The circus opens Thursday night at the Veterans Memorial Arena, and that's also where you'll find protesters upset with the way they say the animals are treated.
"We have a 5-year-old and he's all excited for it," said Robert JonJock.
JonJock said he can't wait for the circus to come to Jacksonville because his family anxiously wants to see the animals. He knows his son will likely see protesters, too.
"I explain to him sometimes that there's people that don't like it," JonJock said.
"What makes me angry if you compare and contrast the way these elephants live in the wild and how they're treated in the circus, and you start to see how they live, it's very different," said Adam Sugalski, of JaxProtest.
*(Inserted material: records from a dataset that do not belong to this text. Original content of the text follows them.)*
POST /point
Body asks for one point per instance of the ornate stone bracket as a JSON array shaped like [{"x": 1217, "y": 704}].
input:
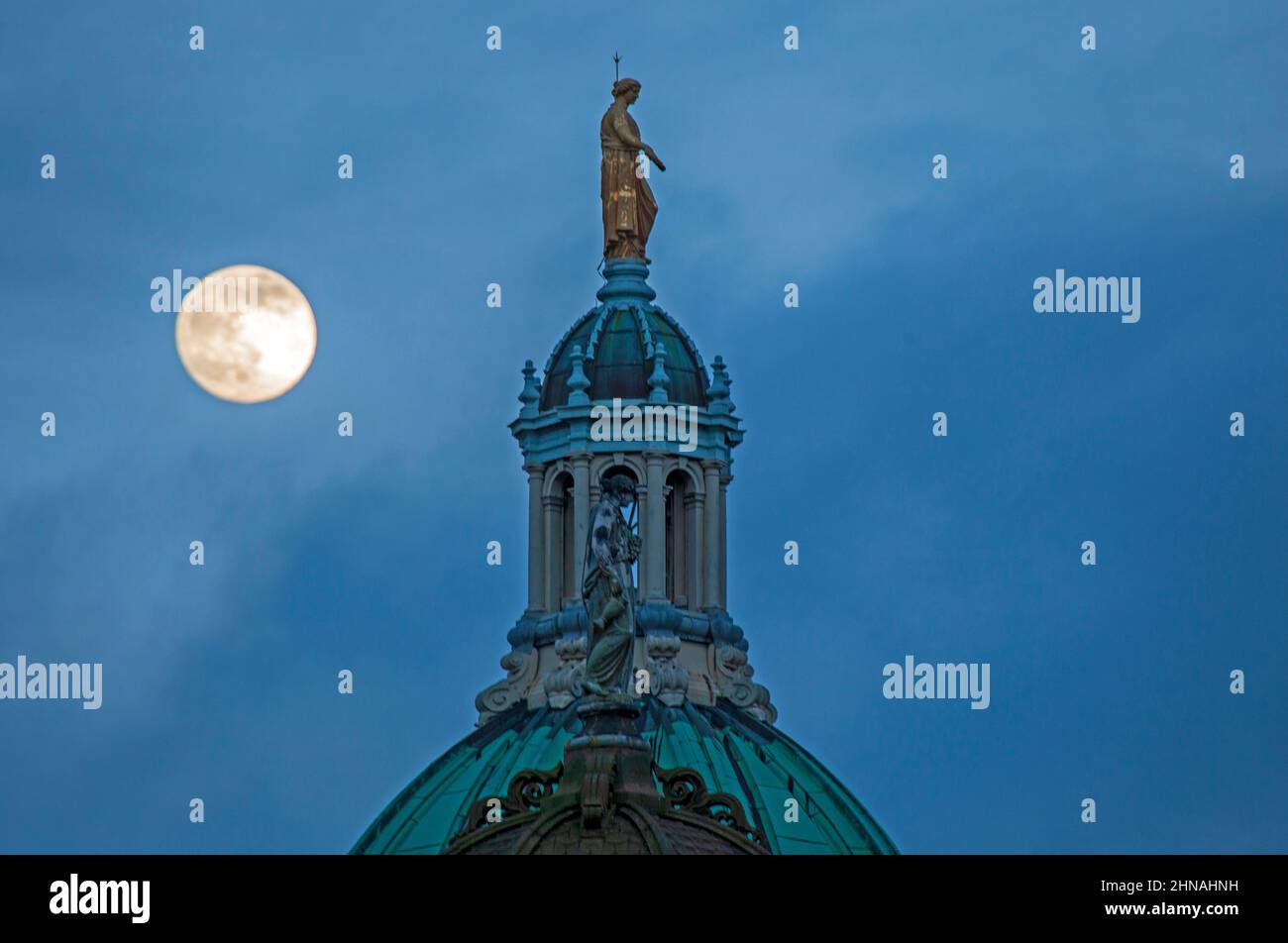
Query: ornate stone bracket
[
  {"x": 563, "y": 684},
  {"x": 732, "y": 674},
  {"x": 669, "y": 680},
  {"x": 520, "y": 673},
  {"x": 528, "y": 789},
  {"x": 686, "y": 791}
]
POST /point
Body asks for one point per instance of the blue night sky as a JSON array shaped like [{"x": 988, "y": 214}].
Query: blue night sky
[{"x": 368, "y": 553}]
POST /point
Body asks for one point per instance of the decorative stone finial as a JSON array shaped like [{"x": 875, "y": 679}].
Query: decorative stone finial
[
  {"x": 578, "y": 381},
  {"x": 658, "y": 381},
  {"x": 531, "y": 394},
  {"x": 717, "y": 394}
]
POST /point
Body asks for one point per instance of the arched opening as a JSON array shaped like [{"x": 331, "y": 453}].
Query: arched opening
[
  {"x": 634, "y": 515},
  {"x": 682, "y": 543},
  {"x": 571, "y": 552}
]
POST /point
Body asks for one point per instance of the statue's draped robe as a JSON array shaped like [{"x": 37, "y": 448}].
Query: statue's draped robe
[
  {"x": 629, "y": 205},
  {"x": 608, "y": 561}
]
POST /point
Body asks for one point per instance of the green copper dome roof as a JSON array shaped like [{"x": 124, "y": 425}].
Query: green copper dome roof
[
  {"x": 617, "y": 343},
  {"x": 734, "y": 754}
]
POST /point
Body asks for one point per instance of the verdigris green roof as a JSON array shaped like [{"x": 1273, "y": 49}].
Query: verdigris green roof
[
  {"x": 616, "y": 342},
  {"x": 735, "y": 754}
]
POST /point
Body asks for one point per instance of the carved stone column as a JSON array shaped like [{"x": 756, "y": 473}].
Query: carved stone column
[
  {"x": 536, "y": 556},
  {"x": 655, "y": 543},
  {"x": 694, "y": 549},
  {"x": 580, "y": 515},
  {"x": 553, "y": 506},
  {"x": 711, "y": 537},
  {"x": 724, "y": 539}
]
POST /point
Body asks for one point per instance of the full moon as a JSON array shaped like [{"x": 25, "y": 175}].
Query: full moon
[{"x": 246, "y": 334}]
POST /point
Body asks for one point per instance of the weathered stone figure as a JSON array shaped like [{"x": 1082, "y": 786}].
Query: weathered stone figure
[
  {"x": 606, "y": 589},
  {"x": 629, "y": 204}
]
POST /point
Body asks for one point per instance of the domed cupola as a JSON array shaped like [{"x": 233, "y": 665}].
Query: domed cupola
[
  {"x": 627, "y": 720},
  {"x": 618, "y": 340}
]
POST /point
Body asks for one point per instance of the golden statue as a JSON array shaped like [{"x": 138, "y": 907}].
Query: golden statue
[{"x": 629, "y": 204}]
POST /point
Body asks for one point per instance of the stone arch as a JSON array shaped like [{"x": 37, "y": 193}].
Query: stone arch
[{"x": 561, "y": 545}]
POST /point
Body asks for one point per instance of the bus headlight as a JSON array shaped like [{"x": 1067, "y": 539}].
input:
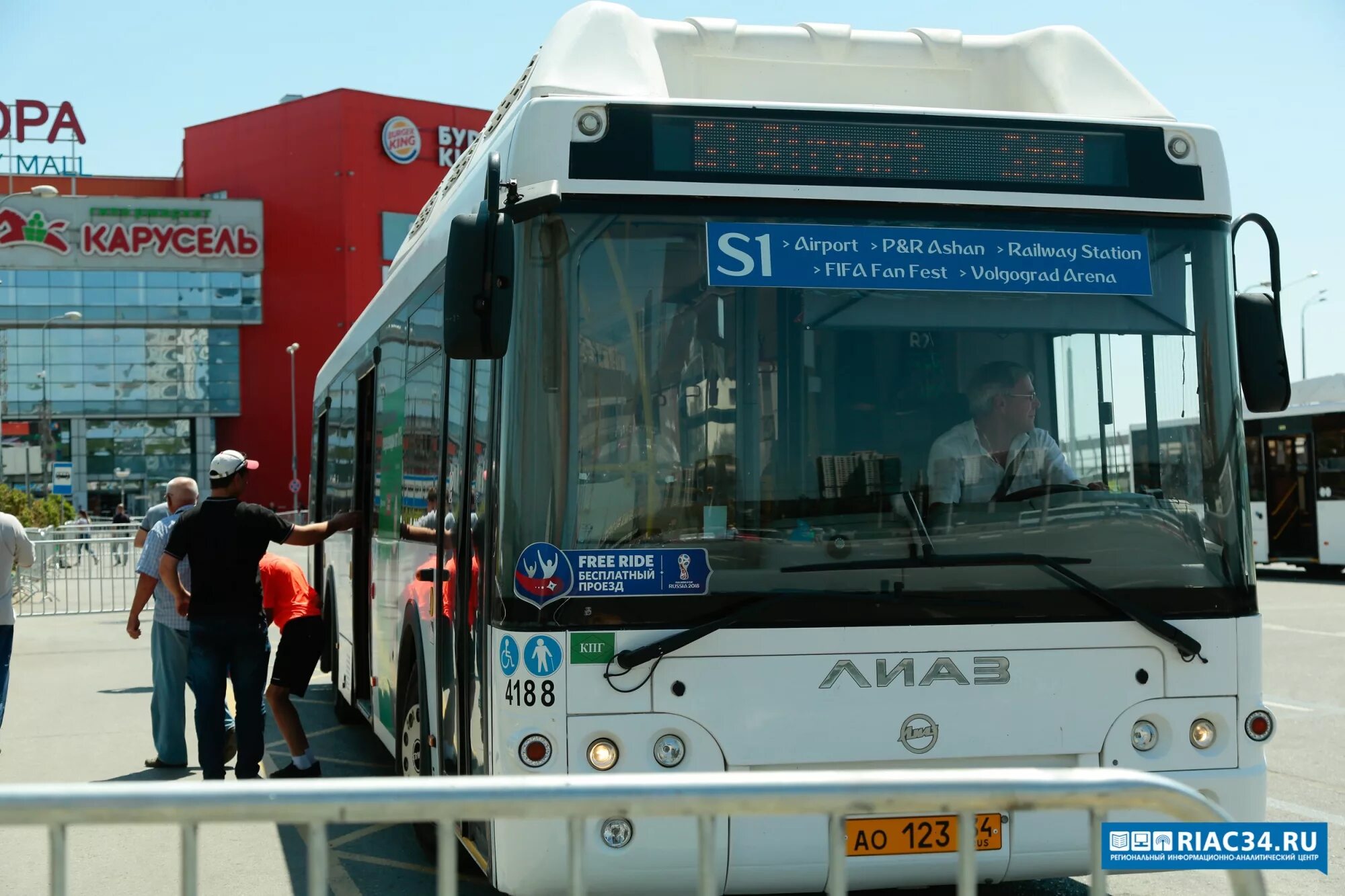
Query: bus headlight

Sugalski and others who oppose animals being kept in captivity say every time the animals come to town, they'll be there, too, so the public can see what he claims goes on behind the scenes.
"The elephants are chained and they're separated somewhat from each other, and in the wild elephants are highly social, one of the most social creatures," Sugalski said. "They're constantly touching each other. They have a strict family order."
The Ringling Bros. and Barnum and Bailey Circus is defending their treatment of circus animals, saying in a statement, "The animals traveling with our circus are healthy and well cared for at all times. Exhibitors with the animals are required to be licensed by the United States Department of Agriculture."
Circus officials say the animals have daily regular routines that help to maintain their physical fitness and mental well-being. But protesters say nothing can compare to living in the wild.
"Their life is as performing and chaining, and then chained. I don't think it's any way for any animal or anyone to live," Sugalski said.
"I think those animals are taken care of better than some people," JonJock said. "They're very well taken care of."